Loca-busy? Locavore?

Sunday, January 27, 2013

Local and Exotic


Since my trip in 1997 to Bangkok, I’ve been in love with Thai food.  Some of the meals we had during my ten days there came from hilariously translated menus, one was eaten literally in a dark alley with stray animals wandering around, some breakfast items with that ubiquitous red pepper paste threatened to blow the top of my head off before I’d even had coffee, and for many of them I didn’t recognize whether it was animal or vegetable on my plate; but all of them were utterly fantastic.  Fresh seafood, fresh ginger, coconut milk, lemongrass, green curry, red curry, coriander, peanuts, fresh vegetables, exotic fruits, puddings, iced coffees….pure gastronomic bliss.  I’ve only tried to cook Thai food once or twice, though, intimidated by being able to correctly balance the flavors.  Even pad thai from a box gives me pause.

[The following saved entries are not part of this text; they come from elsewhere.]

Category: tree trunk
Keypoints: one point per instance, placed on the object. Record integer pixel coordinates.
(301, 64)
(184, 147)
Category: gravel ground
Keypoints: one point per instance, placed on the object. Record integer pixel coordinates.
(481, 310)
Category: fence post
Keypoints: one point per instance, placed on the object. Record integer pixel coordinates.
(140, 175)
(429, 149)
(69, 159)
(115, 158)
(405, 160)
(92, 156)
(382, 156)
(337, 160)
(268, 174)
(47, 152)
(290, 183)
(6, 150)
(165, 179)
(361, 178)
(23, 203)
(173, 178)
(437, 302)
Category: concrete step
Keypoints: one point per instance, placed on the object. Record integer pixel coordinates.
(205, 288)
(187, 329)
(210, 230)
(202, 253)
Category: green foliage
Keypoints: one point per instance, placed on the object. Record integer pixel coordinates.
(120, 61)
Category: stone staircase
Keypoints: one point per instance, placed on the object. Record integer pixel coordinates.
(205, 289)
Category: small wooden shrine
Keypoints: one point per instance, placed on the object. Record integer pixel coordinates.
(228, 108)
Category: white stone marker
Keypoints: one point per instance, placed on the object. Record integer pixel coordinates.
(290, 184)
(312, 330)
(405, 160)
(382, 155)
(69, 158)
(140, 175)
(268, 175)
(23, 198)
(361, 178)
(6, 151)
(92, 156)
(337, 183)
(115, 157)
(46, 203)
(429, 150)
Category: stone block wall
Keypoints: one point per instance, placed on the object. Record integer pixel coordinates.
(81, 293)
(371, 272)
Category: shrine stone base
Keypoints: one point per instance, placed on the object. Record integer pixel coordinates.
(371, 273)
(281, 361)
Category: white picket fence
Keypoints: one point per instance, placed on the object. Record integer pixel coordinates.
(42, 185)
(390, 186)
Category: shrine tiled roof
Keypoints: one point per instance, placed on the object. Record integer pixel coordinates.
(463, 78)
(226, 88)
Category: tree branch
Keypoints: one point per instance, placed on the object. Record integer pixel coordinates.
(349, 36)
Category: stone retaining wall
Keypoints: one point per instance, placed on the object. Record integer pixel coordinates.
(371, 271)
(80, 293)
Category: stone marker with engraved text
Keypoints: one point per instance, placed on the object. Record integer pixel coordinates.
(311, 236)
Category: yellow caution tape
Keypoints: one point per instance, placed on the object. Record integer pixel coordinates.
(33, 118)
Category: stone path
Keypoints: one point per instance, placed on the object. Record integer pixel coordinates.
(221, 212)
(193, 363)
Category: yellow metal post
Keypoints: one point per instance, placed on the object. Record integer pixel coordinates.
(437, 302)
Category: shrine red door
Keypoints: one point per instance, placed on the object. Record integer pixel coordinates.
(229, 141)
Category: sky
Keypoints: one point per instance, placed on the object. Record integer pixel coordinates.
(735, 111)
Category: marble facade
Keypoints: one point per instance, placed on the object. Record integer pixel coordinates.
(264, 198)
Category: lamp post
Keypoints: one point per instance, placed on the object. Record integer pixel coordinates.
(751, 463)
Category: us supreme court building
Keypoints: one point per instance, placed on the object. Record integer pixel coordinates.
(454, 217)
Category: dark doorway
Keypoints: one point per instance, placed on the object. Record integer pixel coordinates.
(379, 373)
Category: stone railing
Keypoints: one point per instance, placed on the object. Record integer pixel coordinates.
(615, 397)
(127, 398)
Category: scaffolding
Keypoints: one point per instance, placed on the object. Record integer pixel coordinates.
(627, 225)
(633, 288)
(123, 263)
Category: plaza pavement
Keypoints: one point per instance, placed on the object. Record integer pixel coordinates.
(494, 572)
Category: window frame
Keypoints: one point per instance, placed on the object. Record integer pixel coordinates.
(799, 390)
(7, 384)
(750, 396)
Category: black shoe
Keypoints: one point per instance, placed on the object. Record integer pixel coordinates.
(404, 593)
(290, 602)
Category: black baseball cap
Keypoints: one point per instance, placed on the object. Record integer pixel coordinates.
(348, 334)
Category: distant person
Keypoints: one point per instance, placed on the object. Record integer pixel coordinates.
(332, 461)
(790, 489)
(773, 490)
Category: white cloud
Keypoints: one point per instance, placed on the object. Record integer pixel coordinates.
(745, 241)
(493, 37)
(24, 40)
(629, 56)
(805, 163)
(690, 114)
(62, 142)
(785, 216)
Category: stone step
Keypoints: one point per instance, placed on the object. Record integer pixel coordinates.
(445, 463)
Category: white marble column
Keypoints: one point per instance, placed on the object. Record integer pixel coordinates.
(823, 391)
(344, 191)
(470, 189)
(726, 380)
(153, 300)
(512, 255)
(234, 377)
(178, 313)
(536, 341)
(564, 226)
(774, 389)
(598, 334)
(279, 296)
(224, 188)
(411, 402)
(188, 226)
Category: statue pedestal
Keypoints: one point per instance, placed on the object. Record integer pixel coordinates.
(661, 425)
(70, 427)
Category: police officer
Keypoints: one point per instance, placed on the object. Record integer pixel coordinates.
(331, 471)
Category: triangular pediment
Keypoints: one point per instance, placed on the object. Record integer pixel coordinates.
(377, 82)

So I was searching for a soup or stew recipe, something to warm me on a chilly January evening, and found The Best Thai Coconut Soup.  The reviews on Allrecipes concurred:  it really was the best.  Ha! you say.  Thai food is definitely not local!  Let me remind you that I’m in central Illinois in mid-January, and there’s not a whole lot of local fare to be found, unless it comes from my freezer.  But, sticking to my philosophy, I had to have at least one local ingredient.  Lemongrass?  Coconut milk?  Fish sauce?  Nope, not only not local, but not always easy to find.  But what I did find is a miracle:  local shitake mushrooms.  Grown right next to my beloved Triple S farm, the shitakes almost lured me to them in the refrigerated case at the co-op, Common Ground.  Solid, beautiful, and delightfully pungent, and the perfect reason to make this soup.

Another part of being a locavore is extending that philosophy a bit to buy local.  Lemongrass, coconut milk, fish sauce and red curry paste are all available at my supermarket, but I went instead to a local store called World Harvest.  The place is a crowded maze of every kind of ethnic food you could think of.  The people who work there will lead to you what you ask for, (not just point in the vague direction of aisle 7) and have amazing expertise.  I described my soup, and one woman helped me find all the ingredients in a matter of minutes, even telling me that the jar of preserved lemongrass was probably not as strong as the fresh, but many people seemed to like it.  Leaving the store, I smiled, happy to have in some small part helped our local economy.

So, click here for the recipe, straight from Allrecipes.com.  I followed the recipe to the letter otherwise, but substituted extra firm tofu (much cheaper and more environmentally responsible) for the shrimp.  (The recipe could in fact be made vegetarian, as I spotted “vegetarian fish sauce” at World Harvest.  If, indeed, fish sauce can be made vegetarian.  Hmmm.  Vegetable broth could be used in place of the chicken broth, but not sure how it would change the flavor.)  I rounded out the soup with a scoop of jasmine white rice on the side and doubled the chopped cilantro.  Local + global =delicious!

2 comments:

  1. MMMM...this sounds delicious - I love shiitakes - you are so lucky to have them so fresh!